Washington, Aug 2 : A combination of drugs inhibiting receptor tyrosine kinases (RTKs) proteins, critical to cancer progression and another targeting inhibitors of apoptosis (IAP) i.e. programmed cell death, may improve cancer therapy efficacy.
Previous studies have shown that therapeutics targeting RTKs would likely be beneficial to individuals with glioblastoma multiforme (GBM), one of the most aggressive types of brain tumour.
However, a small proportion of patients respond to such treatment and most subsequently relapse after only a short time.

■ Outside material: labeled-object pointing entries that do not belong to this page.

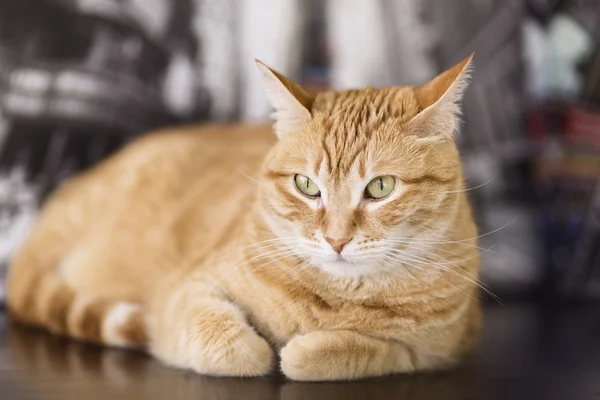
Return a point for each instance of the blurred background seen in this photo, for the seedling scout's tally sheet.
(80, 78)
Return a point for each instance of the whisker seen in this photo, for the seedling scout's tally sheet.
(472, 188)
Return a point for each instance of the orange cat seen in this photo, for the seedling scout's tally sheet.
(347, 246)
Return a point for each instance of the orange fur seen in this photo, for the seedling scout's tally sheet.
(195, 243)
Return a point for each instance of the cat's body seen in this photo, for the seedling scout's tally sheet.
(190, 243)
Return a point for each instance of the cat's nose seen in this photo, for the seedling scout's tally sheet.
(338, 244)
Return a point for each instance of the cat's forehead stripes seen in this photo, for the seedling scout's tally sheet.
(348, 120)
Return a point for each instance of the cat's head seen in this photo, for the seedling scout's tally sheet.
(361, 178)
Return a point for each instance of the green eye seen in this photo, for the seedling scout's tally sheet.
(307, 186)
(380, 187)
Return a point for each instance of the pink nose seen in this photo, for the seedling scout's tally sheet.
(338, 244)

During the study, human GBM cells were exposed in vitro to an inhibitor of the RTK PDGFR, which in turn activated a cellular pathway that usually induces cells to undergo a form of cell death known as apoptosis, but the final steps of the pathway were not completed, meaning that the cells did not die.
The team found that final steps of this pathway were blocked by a group of proteins known as IAPs.
The study suggested that if the PDGFR inhibitor was combined with an IAP inhibitor the GBM cells underwent apoptosis.
Further, this drug combination showed enhanced efficacy at stalling tumour growth in an orthotopic mouse model of GBM.
The authors revealed that combining drugs targeting IAPs with RTK inhibitors might prove beneficial to individuals with GBM.